Но если рация не замолкнет, если вы не сообщите ни о смерти Шмеккера, ни об уничтожении банды… Ваше начальство будет регулярно получать от вас жизнерадостные донесения об успехах, а ваши родные - причитающиеся вам деньги и радоваться, что вы живы и здоровы.
- Но вы же обещали нам свободу…
- Не перебивать старшего по званию! Вы могли бы жить в горах свободно, как я и обещал. Однако лето кончается, а выжить там зимой непросто. Вас ждут жуткие морозы и снежные ураганы. Надеяться на хорошую охоту смешно - напуганная войной дичь ушла за перевалы. Вас ждет смерть от голода и холода. Но если абвер будет уверен, что вы работаете, вам регулярно будут сбрасывать помощь с самолетов.
- Вы опять стремитесь обмануть нас. Но я не так глуп, как эти наивные мальчики. Думаете, я не знал, что ваши из НКВД, отпустив Пауля, шли за ним по пятам? Я понял это еще у чабанского костра, собака учуяла чужаков! Именно поэтому я позволил мальчишкам напиться в ту ночь. Я знал, что, пока мы вам нужны, ваши солдаты нас не тронут.
- А как вам такой вариант - мы вас не обманывали, а страховали! Например, убрали нежелательного свидетеля чабана.

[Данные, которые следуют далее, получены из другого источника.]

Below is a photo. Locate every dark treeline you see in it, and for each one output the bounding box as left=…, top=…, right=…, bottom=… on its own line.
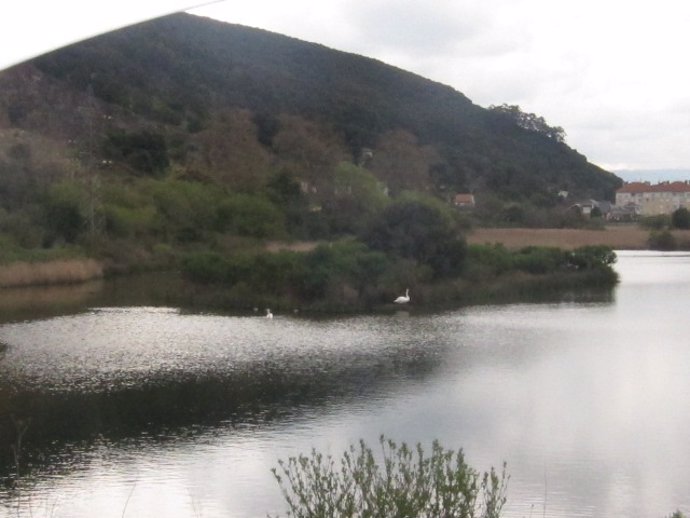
left=0, top=14, right=620, bottom=305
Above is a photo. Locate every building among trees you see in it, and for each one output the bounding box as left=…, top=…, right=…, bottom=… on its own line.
left=616, top=181, right=690, bottom=216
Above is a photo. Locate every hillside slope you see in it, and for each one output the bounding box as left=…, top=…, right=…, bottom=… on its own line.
left=4, top=14, right=618, bottom=198
left=0, top=14, right=620, bottom=272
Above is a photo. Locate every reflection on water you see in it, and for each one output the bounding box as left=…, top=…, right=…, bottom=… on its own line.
left=0, top=253, right=690, bottom=518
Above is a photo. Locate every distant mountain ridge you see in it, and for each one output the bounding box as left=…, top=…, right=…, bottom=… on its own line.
left=3, top=14, right=619, bottom=202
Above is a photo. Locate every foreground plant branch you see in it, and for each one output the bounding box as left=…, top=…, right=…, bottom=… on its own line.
left=272, top=436, right=508, bottom=518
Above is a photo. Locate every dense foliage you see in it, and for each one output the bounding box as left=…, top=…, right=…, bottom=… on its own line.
left=273, top=437, right=508, bottom=518
left=0, top=14, right=619, bottom=307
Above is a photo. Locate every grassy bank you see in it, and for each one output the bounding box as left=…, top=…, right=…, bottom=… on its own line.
left=467, top=225, right=690, bottom=250
left=0, top=258, right=103, bottom=288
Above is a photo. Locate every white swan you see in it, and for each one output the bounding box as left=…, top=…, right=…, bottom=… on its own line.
left=393, top=288, right=410, bottom=304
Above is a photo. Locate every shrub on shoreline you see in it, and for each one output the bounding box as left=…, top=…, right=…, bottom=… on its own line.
left=272, top=436, right=508, bottom=518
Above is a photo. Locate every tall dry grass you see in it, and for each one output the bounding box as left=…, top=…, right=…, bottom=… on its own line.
left=0, top=259, right=103, bottom=288
left=467, top=226, right=668, bottom=250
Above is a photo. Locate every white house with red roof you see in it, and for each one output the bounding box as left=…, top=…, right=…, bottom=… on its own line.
left=616, top=181, right=690, bottom=216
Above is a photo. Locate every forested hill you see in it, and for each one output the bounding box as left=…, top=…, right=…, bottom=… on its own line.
left=0, top=14, right=619, bottom=205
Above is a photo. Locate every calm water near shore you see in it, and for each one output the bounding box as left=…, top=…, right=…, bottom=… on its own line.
left=0, top=252, right=690, bottom=518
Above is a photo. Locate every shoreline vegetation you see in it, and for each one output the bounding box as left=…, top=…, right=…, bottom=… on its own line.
left=0, top=226, right=656, bottom=312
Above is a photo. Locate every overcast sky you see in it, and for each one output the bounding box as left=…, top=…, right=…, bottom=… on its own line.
left=0, top=0, right=690, bottom=177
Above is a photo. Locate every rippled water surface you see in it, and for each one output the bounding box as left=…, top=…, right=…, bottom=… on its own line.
left=0, top=253, right=690, bottom=518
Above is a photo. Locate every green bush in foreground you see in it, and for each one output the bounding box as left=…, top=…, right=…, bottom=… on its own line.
left=272, top=436, right=508, bottom=518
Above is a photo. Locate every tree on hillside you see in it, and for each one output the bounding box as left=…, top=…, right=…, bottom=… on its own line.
left=671, top=207, right=690, bottom=229
left=489, top=104, right=565, bottom=142
left=186, top=110, right=271, bottom=191
left=370, top=130, right=442, bottom=195
left=363, top=195, right=466, bottom=277
left=273, top=115, right=348, bottom=193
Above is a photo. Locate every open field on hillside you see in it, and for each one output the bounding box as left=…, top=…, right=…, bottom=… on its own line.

И согласитесь, эта подстраховка здорово помогла, когда бандиты чуть не убили вас.
Так вот, оказывается, как действовал полковник. Беспроигрышная лотерея для него: я вывожу НКВД на парашютистов, а далее либо мы выполняем свою часть соглашения, либо нас расстреливают на поляне как кроликов. Слушайте, получается, что он Серегу тоже подставил?! Не доверял, думал, он в самом деле завербован?! Или Серый знал о "подстраховке"?! Черт их поймет. У меня полное впечатление, будто я сел играть в карты с профессиональными шулерами.

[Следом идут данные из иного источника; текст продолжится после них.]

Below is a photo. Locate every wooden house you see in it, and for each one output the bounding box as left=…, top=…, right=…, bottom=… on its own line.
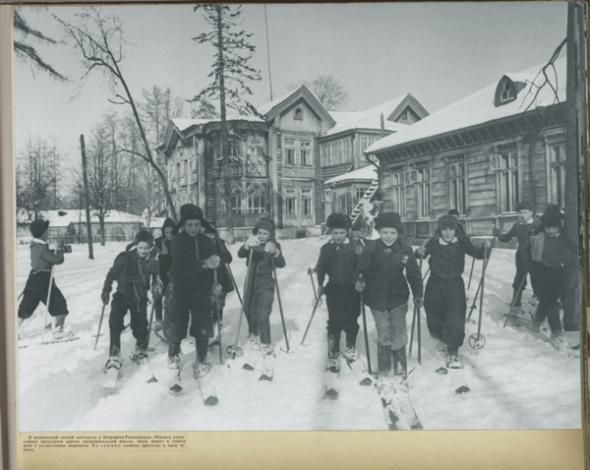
left=365, top=59, right=566, bottom=237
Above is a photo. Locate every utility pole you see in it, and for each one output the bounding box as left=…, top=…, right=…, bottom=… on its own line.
left=80, top=134, right=94, bottom=259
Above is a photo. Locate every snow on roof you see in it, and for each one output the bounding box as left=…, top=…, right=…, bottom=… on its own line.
left=365, top=57, right=566, bottom=153
left=40, top=209, right=143, bottom=227
left=325, top=165, right=377, bottom=184
left=326, top=95, right=408, bottom=135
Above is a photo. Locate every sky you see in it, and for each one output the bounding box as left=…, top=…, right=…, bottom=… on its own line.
left=15, top=2, right=567, bottom=187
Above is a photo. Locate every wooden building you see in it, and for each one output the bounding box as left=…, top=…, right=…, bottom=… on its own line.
left=366, top=59, right=566, bottom=237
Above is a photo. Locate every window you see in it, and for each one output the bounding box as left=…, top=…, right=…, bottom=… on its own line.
left=301, top=189, right=313, bottom=217
left=247, top=184, right=266, bottom=214
left=447, top=157, right=466, bottom=214
left=495, top=145, right=520, bottom=212
left=285, top=191, right=297, bottom=216
left=547, top=142, right=566, bottom=207
left=391, top=170, right=405, bottom=216
left=301, top=142, right=312, bottom=166
left=413, top=167, right=430, bottom=217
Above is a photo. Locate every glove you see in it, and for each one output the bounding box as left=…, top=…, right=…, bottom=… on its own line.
left=246, top=235, right=260, bottom=248
left=264, top=242, right=280, bottom=256
left=203, top=255, right=221, bottom=269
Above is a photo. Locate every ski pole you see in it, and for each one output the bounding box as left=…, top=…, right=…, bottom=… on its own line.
left=213, top=269, right=223, bottom=364
left=467, top=258, right=475, bottom=290
left=307, top=268, right=318, bottom=301
left=502, top=273, right=528, bottom=328
left=469, top=239, right=495, bottom=349
left=301, top=290, right=320, bottom=346
left=94, top=304, right=107, bottom=351
left=226, top=249, right=254, bottom=357
left=270, top=255, right=289, bottom=352
left=41, top=265, right=53, bottom=343
left=361, top=292, right=373, bottom=374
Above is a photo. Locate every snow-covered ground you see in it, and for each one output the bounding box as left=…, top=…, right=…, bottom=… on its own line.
left=17, top=238, right=581, bottom=431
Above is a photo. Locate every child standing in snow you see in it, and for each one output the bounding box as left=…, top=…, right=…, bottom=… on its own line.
left=202, top=219, right=234, bottom=346
left=530, top=205, right=575, bottom=341
left=101, top=230, right=161, bottom=369
left=154, top=217, right=176, bottom=331
left=416, top=215, right=490, bottom=369
left=355, top=212, right=422, bottom=384
left=238, top=217, right=286, bottom=354
left=18, top=219, right=68, bottom=339
left=164, top=204, right=220, bottom=378
left=315, top=213, right=360, bottom=361
left=494, top=201, right=537, bottom=308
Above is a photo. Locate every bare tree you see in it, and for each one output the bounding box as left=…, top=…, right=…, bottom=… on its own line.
left=13, top=10, right=67, bottom=81
left=16, top=138, right=61, bottom=216
left=191, top=4, right=261, bottom=244
left=289, top=75, right=348, bottom=111
left=57, top=7, right=177, bottom=220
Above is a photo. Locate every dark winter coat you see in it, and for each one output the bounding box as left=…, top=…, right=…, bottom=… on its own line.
left=418, top=237, right=484, bottom=280
left=102, top=250, right=158, bottom=300
left=315, top=240, right=359, bottom=286
left=238, top=240, right=286, bottom=313
left=357, top=239, right=423, bottom=311
left=155, top=236, right=172, bottom=277
left=498, top=220, right=539, bottom=263
left=31, top=238, right=64, bottom=271
left=169, top=231, right=217, bottom=293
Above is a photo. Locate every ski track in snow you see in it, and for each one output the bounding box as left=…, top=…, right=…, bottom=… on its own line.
left=17, top=238, right=581, bottom=431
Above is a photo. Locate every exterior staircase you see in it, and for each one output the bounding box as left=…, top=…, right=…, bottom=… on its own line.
left=350, top=178, right=379, bottom=225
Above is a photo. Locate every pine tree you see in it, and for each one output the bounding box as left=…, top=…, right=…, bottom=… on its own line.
left=191, top=4, right=261, bottom=243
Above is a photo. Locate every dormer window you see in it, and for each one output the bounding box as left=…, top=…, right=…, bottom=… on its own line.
left=494, top=75, right=526, bottom=106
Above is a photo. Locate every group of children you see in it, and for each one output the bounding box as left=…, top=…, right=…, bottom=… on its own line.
left=18, top=196, right=574, bottom=383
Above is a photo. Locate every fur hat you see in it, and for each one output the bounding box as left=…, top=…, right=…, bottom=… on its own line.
left=252, top=217, right=275, bottom=237
left=326, top=212, right=350, bottom=230
left=437, top=214, right=458, bottom=231
left=375, top=212, right=404, bottom=233
left=29, top=219, right=49, bottom=238
left=162, top=217, right=176, bottom=235
left=541, top=204, right=564, bottom=228
left=178, top=203, right=203, bottom=227
left=516, top=201, right=533, bottom=211
left=133, top=230, right=154, bottom=245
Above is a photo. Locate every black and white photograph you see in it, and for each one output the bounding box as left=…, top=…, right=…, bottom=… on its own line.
left=13, top=1, right=587, bottom=432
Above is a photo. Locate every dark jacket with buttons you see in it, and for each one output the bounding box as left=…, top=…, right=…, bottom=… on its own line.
left=424, top=237, right=484, bottom=280
left=315, top=240, right=359, bottom=286
left=357, top=239, right=423, bottom=311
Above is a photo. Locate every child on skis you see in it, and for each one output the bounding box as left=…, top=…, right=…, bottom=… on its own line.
left=18, top=219, right=68, bottom=339
left=238, top=217, right=286, bottom=355
left=355, top=212, right=422, bottom=386
left=416, top=215, right=490, bottom=369
left=164, top=204, right=220, bottom=380
left=315, top=213, right=361, bottom=368
left=154, top=217, right=176, bottom=331
left=494, top=201, right=538, bottom=308
left=101, top=230, right=161, bottom=369
left=202, top=219, right=234, bottom=346
left=530, top=204, right=576, bottom=343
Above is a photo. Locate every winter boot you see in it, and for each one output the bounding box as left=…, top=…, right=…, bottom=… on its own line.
left=104, top=346, right=123, bottom=370
left=447, top=349, right=463, bottom=369
left=377, top=344, right=391, bottom=376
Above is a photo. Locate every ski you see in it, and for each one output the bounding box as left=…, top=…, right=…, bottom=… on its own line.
left=342, top=355, right=373, bottom=386
left=323, top=356, right=340, bottom=400
left=193, top=365, right=219, bottom=406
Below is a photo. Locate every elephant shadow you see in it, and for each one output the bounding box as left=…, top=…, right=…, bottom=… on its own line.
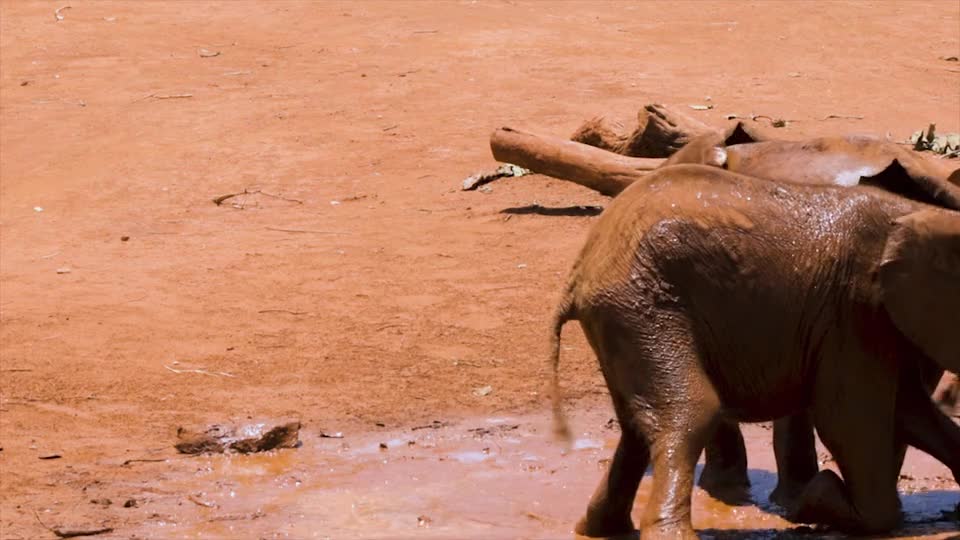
left=500, top=204, right=603, bottom=217
left=684, top=464, right=960, bottom=540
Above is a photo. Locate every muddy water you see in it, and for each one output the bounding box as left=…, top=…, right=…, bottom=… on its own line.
left=118, top=415, right=960, bottom=538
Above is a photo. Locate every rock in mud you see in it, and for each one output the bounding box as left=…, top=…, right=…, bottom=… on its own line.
left=174, top=422, right=300, bottom=454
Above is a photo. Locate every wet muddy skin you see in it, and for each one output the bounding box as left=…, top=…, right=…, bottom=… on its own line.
left=31, top=411, right=960, bottom=538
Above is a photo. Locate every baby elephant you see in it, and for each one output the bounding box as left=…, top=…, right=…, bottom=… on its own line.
left=552, top=165, right=960, bottom=540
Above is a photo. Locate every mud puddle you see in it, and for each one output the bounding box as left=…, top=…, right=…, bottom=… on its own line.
left=63, top=413, right=960, bottom=538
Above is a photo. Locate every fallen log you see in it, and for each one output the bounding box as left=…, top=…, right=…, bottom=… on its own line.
left=490, top=123, right=960, bottom=209
left=570, top=103, right=715, bottom=158
left=490, top=127, right=666, bottom=197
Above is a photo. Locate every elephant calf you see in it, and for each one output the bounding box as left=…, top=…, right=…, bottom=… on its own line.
left=552, top=165, right=960, bottom=539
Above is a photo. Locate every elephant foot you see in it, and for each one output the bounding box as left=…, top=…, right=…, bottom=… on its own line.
left=770, top=479, right=806, bottom=508
left=697, top=462, right=751, bottom=506
left=787, top=470, right=902, bottom=534
left=573, top=511, right=639, bottom=540
left=640, top=525, right=700, bottom=540
left=787, top=470, right=852, bottom=525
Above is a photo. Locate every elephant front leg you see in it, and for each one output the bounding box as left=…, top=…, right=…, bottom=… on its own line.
left=770, top=412, right=820, bottom=508
left=697, top=420, right=752, bottom=504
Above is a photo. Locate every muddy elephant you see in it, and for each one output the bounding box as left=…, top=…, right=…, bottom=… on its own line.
left=491, top=122, right=960, bottom=506
left=551, top=165, right=960, bottom=538
left=661, top=129, right=960, bottom=507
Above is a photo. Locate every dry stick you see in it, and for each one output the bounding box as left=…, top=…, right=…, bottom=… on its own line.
left=213, top=188, right=303, bottom=206
left=264, top=227, right=350, bottom=236
left=490, top=127, right=666, bottom=197
left=820, top=114, right=863, bottom=122
left=163, top=366, right=236, bottom=377
left=33, top=510, right=113, bottom=538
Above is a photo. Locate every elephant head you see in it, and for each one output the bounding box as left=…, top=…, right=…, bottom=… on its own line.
left=880, top=208, right=960, bottom=373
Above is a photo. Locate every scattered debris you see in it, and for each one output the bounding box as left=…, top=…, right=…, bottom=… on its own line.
left=53, top=6, right=73, bottom=21
left=463, top=163, right=530, bottom=191
left=257, top=309, right=310, bottom=315
left=820, top=114, right=863, bottom=122
left=174, top=422, right=300, bottom=454
left=213, top=189, right=303, bottom=208
left=264, top=227, right=350, bottom=236
left=120, top=459, right=167, bottom=467
left=187, top=495, right=217, bottom=508
left=467, top=424, right=520, bottom=437
left=410, top=420, right=450, bottom=431
left=910, top=124, right=960, bottom=157
left=724, top=114, right=796, bottom=127
left=163, top=366, right=236, bottom=377
left=33, top=510, right=113, bottom=538
left=523, top=511, right=547, bottom=523
left=473, top=384, right=493, bottom=397
left=133, top=93, right=193, bottom=103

А Лагодинский упорно гнет свою линию: "И я лично в дальнейшем не оставлю вас своими заботами. Красноармейский паек, теплые вещи и безопасность гарантирую".
- Как вы добры! - перебил его Гюнтер. - Но если вы пришли к башням за нами по пятам, то почему сами сразу не перестреляли банду?
- Вашу песню хотели дослушать, - пытается скрыть истину за шуткой Лагодинский. - Уж больно душевно вы пели!
Но упрямый фельдфебель не сдается:
- А можно поподробнее о жизнерадостных донесениях?! Я полагаю, вы имеете в виду дезинформацию? Я не стану сотрудничать с врагом!
И он призывно оглядел остальных. Ростоцкий задумчиво курил, Крис растерянно водил глазами. Конечно, в словах русского полковника есть доля истины, но передавать дезу - это уже слишком!